Un temps après ma nomination au Prix des Libraires, Roger, mon éditeur et ami, m'avait appelée.
- Je vous offre le champagne, Marie. Je vous l'avais bien dit que votre livre était formidable ! Et puis, j'ai une proposition à vous faire, j'ai des projets pour vous. Venez ce soir à 20 heures, j'ai invité quelques amis qui ont adoré votre livre ; nous réveillonnerons ensemble, je suis impatient de vous voir.
- Voyons Roger, vous n'y pensez pas. Et vous savez bien que cotillons et paillettes ne sont pas mon genre. Non, je n'ai aucune envie de venir.
- Marie, allons, je n'aime pas vous savoir seule.
- Guy est mort, n'est-ce pas ? Vous savez la passion qui nous unissait. Vous savez bien aussi pourquoi mon livre s'intitule « Le dernier baiser ». C'est avec lui que j'aurais aimé partager ce succès dont je ne sais que faire.
- Marie, Marie, la vie ne nous est offerte qu'une fois, plutôt que de la pleurer, venez la célébrer, cela vous fera le plus grand bien. Guy est mort depuis 3 ans maintenant, rien ne vous le ramènera, et votre vie continue. Et puis, je ne vous propose pas le bal des débutantes, une simple soirée conviviale en compagnie agréable.

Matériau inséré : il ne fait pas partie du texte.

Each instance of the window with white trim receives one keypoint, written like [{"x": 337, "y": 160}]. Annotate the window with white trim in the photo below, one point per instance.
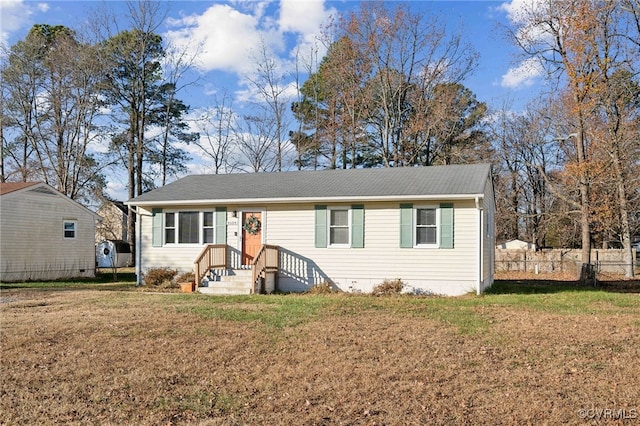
[
  {"x": 69, "y": 229},
  {"x": 339, "y": 229},
  {"x": 189, "y": 227},
  {"x": 208, "y": 227},
  {"x": 426, "y": 227}
]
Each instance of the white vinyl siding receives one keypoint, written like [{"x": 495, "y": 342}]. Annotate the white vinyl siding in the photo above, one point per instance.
[
  {"x": 303, "y": 263},
  {"x": 69, "y": 229},
  {"x": 443, "y": 271}
]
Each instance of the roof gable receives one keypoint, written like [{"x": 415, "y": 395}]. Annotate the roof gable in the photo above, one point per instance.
[
  {"x": 7, "y": 187},
  {"x": 14, "y": 189},
  {"x": 385, "y": 183}
]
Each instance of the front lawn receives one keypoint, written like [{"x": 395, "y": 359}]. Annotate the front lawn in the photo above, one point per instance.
[{"x": 112, "y": 354}]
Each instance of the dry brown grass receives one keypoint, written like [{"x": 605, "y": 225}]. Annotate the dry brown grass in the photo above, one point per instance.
[{"x": 105, "y": 357}]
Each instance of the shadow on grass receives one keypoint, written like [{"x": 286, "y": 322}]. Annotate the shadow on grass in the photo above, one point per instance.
[
  {"x": 103, "y": 280},
  {"x": 557, "y": 286}
]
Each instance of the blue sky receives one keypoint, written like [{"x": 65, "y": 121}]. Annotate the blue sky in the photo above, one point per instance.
[{"x": 228, "y": 33}]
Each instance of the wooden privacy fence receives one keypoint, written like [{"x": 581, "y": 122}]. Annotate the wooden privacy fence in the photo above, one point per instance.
[{"x": 558, "y": 260}]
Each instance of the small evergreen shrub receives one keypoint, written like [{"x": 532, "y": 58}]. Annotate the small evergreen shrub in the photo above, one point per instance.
[
  {"x": 159, "y": 277},
  {"x": 322, "y": 288},
  {"x": 388, "y": 287},
  {"x": 186, "y": 277}
]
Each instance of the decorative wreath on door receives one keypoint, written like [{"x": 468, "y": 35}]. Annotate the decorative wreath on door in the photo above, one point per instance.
[{"x": 252, "y": 225}]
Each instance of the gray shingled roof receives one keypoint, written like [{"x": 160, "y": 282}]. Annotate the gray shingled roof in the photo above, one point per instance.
[{"x": 402, "y": 182}]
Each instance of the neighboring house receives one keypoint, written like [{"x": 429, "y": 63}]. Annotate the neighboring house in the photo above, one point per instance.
[
  {"x": 432, "y": 227},
  {"x": 113, "y": 225},
  {"x": 44, "y": 235},
  {"x": 516, "y": 245}
]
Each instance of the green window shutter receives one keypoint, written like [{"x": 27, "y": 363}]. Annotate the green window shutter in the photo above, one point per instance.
[
  {"x": 357, "y": 226},
  {"x": 156, "y": 234},
  {"x": 446, "y": 225},
  {"x": 221, "y": 225},
  {"x": 321, "y": 226},
  {"x": 406, "y": 225}
]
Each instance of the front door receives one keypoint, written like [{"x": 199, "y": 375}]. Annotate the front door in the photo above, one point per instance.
[{"x": 251, "y": 236}]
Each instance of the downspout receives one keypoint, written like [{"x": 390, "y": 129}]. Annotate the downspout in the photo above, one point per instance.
[
  {"x": 480, "y": 248},
  {"x": 138, "y": 243},
  {"x": 138, "y": 248}
]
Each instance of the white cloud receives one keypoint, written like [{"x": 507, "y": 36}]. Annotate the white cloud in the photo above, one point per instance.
[
  {"x": 228, "y": 36},
  {"x": 523, "y": 75},
  {"x": 223, "y": 34}
]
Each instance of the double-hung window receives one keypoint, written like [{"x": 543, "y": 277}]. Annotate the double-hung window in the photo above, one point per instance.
[
  {"x": 69, "y": 229},
  {"x": 340, "y": 226},
  {"x": 188, "y": 227},
  {"x": 426, "y": 226}
]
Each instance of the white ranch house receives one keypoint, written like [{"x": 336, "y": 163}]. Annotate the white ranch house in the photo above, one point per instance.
[
  {"x": 431, "y": 227},
  {"x": 44, "y": 235}
]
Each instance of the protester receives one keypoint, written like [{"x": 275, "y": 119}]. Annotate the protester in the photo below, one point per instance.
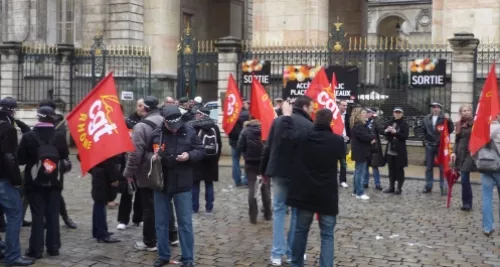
[
  {"x": 362, "y": 141},
  {"x": 377, "y": 158},
  {"x": 10, "y": 178},
  {"x": 179, "y": 149},
  {"x": 277, "y": 165},
  {"x": 250, "y": 145},
  {"x": 461, "y": 155},
  {"x": 346, "y": 134},
  {"x": 433, "y": 125},
  {"x": 206, "y": 170},
  {"x": 396, "y": 155},
  {"x": 45, "y": 152}
]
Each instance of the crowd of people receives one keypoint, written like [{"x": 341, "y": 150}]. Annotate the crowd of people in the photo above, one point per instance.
[{"x": 293, "y": 171}]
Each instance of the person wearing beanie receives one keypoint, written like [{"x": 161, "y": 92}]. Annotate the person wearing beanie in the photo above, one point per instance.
[
  {"x": 313, "y": 174},
  {"x": 45, "y": 153}
]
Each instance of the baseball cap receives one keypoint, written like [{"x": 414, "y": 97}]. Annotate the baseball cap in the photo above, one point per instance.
[{"x": 172, "y": 116}]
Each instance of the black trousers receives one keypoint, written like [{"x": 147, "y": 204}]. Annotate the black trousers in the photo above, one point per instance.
[
  {"x": 44, "y": 204},
  {"x": 125, "y": 207}
]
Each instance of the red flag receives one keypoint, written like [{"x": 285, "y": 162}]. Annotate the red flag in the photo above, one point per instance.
[
  {"x": 261, "y": 107},
  {"x": 487, "y": 110},
  {"x": 320, "y": 90},
  {"x": 98, "y": 127},
  {"x": 232, "y": 106}
]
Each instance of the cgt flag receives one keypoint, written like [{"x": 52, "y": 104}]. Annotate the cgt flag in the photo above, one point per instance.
[
  {"x": 261, "y": 107},
  {"x": 320, "y": 90},
  {"x": 232, "y": 106},
  {"x": 98, "y": 127},
  {"x": 487, "y": 109}
]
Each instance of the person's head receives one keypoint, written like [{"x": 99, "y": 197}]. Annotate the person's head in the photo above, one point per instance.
[
  {"x": 436, "y": 108},
  {"x": 305, "y": 103},
  {"x": 465, "y": 111},
  {"x": 172, "y": 118},
  {"x": 323, "y": 117},
  {"x": 397, "y": 113},
  {"x": 358, "y": 115},
  {"x": 46, "y": 114},
  {"x": 342, "y": 106}
]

- Je suis devenue sauvage et la perspective d'une longue soirée autour d'un banquet n'a rien d'enchanteur, loin s'en faut.

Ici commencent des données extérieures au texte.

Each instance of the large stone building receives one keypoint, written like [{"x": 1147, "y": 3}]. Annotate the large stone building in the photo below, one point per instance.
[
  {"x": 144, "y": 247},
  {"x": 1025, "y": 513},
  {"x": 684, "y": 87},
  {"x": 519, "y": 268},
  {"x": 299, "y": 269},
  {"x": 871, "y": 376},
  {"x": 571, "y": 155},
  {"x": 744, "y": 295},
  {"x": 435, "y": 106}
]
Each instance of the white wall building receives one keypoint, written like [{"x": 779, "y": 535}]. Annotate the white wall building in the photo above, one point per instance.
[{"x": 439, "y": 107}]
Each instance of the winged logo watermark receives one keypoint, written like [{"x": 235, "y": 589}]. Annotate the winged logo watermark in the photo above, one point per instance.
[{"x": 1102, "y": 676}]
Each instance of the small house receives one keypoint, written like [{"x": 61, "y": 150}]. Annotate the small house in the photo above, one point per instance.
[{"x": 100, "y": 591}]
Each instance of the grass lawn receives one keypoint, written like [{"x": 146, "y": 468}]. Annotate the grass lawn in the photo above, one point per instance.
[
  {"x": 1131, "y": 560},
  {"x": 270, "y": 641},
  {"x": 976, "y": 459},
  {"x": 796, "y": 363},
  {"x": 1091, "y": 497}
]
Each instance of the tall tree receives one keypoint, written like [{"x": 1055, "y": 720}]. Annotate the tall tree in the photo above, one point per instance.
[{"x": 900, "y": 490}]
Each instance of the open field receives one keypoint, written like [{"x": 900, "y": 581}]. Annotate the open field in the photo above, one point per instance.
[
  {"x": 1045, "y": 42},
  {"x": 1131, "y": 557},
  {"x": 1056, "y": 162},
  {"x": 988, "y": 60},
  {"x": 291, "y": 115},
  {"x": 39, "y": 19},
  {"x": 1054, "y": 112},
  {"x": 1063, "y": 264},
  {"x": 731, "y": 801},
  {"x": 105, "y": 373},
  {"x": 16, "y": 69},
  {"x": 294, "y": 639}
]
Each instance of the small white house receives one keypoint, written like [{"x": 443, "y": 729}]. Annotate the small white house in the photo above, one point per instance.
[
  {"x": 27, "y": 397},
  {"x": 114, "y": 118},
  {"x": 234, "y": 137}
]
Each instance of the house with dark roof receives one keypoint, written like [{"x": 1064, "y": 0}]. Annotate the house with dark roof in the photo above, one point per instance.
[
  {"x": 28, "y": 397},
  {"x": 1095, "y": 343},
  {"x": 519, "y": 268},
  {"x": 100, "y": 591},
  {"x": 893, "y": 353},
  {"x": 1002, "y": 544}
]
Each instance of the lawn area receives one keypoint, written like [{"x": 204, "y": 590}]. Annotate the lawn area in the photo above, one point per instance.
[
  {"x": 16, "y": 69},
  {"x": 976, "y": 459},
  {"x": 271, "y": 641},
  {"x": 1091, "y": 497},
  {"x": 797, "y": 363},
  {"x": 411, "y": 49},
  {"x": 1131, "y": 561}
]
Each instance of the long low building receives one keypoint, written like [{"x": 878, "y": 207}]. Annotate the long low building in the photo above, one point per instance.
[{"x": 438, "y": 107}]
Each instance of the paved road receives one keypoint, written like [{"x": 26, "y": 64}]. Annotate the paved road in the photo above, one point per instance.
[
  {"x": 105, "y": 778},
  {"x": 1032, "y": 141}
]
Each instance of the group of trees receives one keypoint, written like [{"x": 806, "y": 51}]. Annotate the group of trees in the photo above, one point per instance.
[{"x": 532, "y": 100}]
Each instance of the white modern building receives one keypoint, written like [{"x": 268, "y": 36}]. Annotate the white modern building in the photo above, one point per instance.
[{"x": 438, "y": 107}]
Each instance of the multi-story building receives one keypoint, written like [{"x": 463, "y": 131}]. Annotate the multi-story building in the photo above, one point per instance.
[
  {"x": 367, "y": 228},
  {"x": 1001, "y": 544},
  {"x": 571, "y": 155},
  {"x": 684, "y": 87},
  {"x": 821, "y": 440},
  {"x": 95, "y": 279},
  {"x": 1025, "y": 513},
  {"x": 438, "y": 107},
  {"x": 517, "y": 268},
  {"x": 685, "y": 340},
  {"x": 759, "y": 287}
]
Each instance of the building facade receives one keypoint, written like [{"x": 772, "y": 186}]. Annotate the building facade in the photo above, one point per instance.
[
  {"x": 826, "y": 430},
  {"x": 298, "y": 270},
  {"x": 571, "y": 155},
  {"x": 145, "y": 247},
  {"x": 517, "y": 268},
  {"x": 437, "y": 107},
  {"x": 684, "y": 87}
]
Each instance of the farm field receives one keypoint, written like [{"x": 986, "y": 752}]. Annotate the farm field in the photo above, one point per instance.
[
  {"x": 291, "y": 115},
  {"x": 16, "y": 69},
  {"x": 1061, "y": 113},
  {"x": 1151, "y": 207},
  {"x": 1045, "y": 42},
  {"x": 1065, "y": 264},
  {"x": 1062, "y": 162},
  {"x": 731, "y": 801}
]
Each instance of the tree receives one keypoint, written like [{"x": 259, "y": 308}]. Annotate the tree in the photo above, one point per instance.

- C'est une formule- buffet et ma frugalité s'accommode mal de cette abondance de mets trop souvent proposés et perdus, vous me connaissez. Marie, nous serons peu nombreux : le goût des mondanités n'est pas des miens non plus, mais j'ai quelques amis chers que je veux vous faire rencontrer, ils vous aiment déjà.
- Peut-être avez-vous raison, et c'est bien parce que nous sommes amis que je me rends à votre invitation, avec plaisir après tout. Prévoyez un grand vase, j'ai l'intention de vous amener un gros bouquet du houx magnifique de mon jardin. J'ai encore des épines…
- Je vous attends avec joie, vous et votre bouquet.